Elasticsearch is open source server software that acts both as database and search engine, based on Apache Lucene library. It can be used to build distributed clusters for indexing and searching Enterprise-level amounts of data. Some sites that present large, searchable, mostly-textual datasets to the end user are based on elasticsearch as their backend data store and have frontend code talking directly to the API of elasticsearch. If the frontend can talk directly to elasticsearch, so can we as web scraper developers with all the benefits the flexible data search engine can bring. A specific example is the website of Carnegie Museum of Art. To see how the trick works, we will be scraping this site today.
If we go to collection.carnegieart.org with web browser we see a list of of various objects being presented with search icon on the upper right corner of the page. Loading this page relies on elasticsearch API, as can be seen in Network tab of Chrome DevTools.

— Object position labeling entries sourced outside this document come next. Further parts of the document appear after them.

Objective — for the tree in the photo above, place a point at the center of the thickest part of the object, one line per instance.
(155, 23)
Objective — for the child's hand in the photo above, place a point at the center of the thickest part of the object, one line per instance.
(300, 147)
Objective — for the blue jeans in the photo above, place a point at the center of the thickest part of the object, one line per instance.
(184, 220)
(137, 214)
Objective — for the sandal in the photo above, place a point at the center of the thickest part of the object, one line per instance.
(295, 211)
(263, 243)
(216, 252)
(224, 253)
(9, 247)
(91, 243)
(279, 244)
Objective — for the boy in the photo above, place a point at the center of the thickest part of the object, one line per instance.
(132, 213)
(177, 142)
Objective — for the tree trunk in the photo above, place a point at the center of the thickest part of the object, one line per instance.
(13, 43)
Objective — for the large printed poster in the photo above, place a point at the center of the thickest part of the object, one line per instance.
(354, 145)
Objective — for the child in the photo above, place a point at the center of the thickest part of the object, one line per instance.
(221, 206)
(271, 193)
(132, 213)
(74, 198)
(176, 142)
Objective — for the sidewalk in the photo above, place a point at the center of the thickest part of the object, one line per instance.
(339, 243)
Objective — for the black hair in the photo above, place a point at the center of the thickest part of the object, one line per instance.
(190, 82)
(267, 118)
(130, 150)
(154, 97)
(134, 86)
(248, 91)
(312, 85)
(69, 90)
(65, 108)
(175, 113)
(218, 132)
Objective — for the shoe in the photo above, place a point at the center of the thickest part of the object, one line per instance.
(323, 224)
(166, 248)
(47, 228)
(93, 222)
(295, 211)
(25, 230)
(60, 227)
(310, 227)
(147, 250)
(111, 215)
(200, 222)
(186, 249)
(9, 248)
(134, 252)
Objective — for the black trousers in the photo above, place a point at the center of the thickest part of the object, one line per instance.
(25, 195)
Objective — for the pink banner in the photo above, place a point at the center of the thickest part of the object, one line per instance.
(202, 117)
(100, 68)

For instance, the following request (represented by curl snippet) fetches the first page worth of data:
curl 'https://collection.carnegieart.org/api/cmoa_objects/_msearch?' \
-H 'authority: collection.carnegieart.org' \
-H 'accept: application/json' \
-H 'accept-language: en-GB,en-US;q=0.9,en;q=0.8' \
-H 'authorization: Basic Y29sbGVjdGlvbnM6bzQxS0chTW1KUSRBNjY=' \
-H 'cache-control: no-cache' \
-H 'content-type: application/x-ndjson' \
-H 'origin: https://collection.carnegieart.org' \
-H 'pragma: no-cache' \
-H 'referer: https://collection.carnegieart.org/' \
-H 'sec-ch-ua: "Chromium";v="116", "Not)A;Brand";v="24", "Google Chrome";v="116"' \
-H 'sec-ch-ua-mobile: ?0' \
-H 'sec-ch-ua-platform: "macOS"' \
-H 'sec-fetch-dest: empty' \
-H 'sec-fetch-mode: cors' \
-H 'sec-fetch-site: same-origin' \
-H 'user-agent: Mozilla/5.0 (Macintosh; Intel Mac OS X 10_15_7) AppleWebKit/537.36 (KHTML, like Gecko) Chrome/116.0.0.0 Safari/537.36' \
--data-raw $'{"preference":"results"}\n{"query":{"bool":{"must":[{"bool":{"must":[{"bool":{"must":[{"term":{"images.permitted":true}},{"exists":{"field":"images.filename"}}]}}]}}]}},"size":24,"sort":[{"acquisition_date":{"order":"desc"}}]}\n' \
--compressed
Some things are notable here. A content-type
header is application/x-ndjson
which means Newline-Delimited JSON is provided in the POST request payload.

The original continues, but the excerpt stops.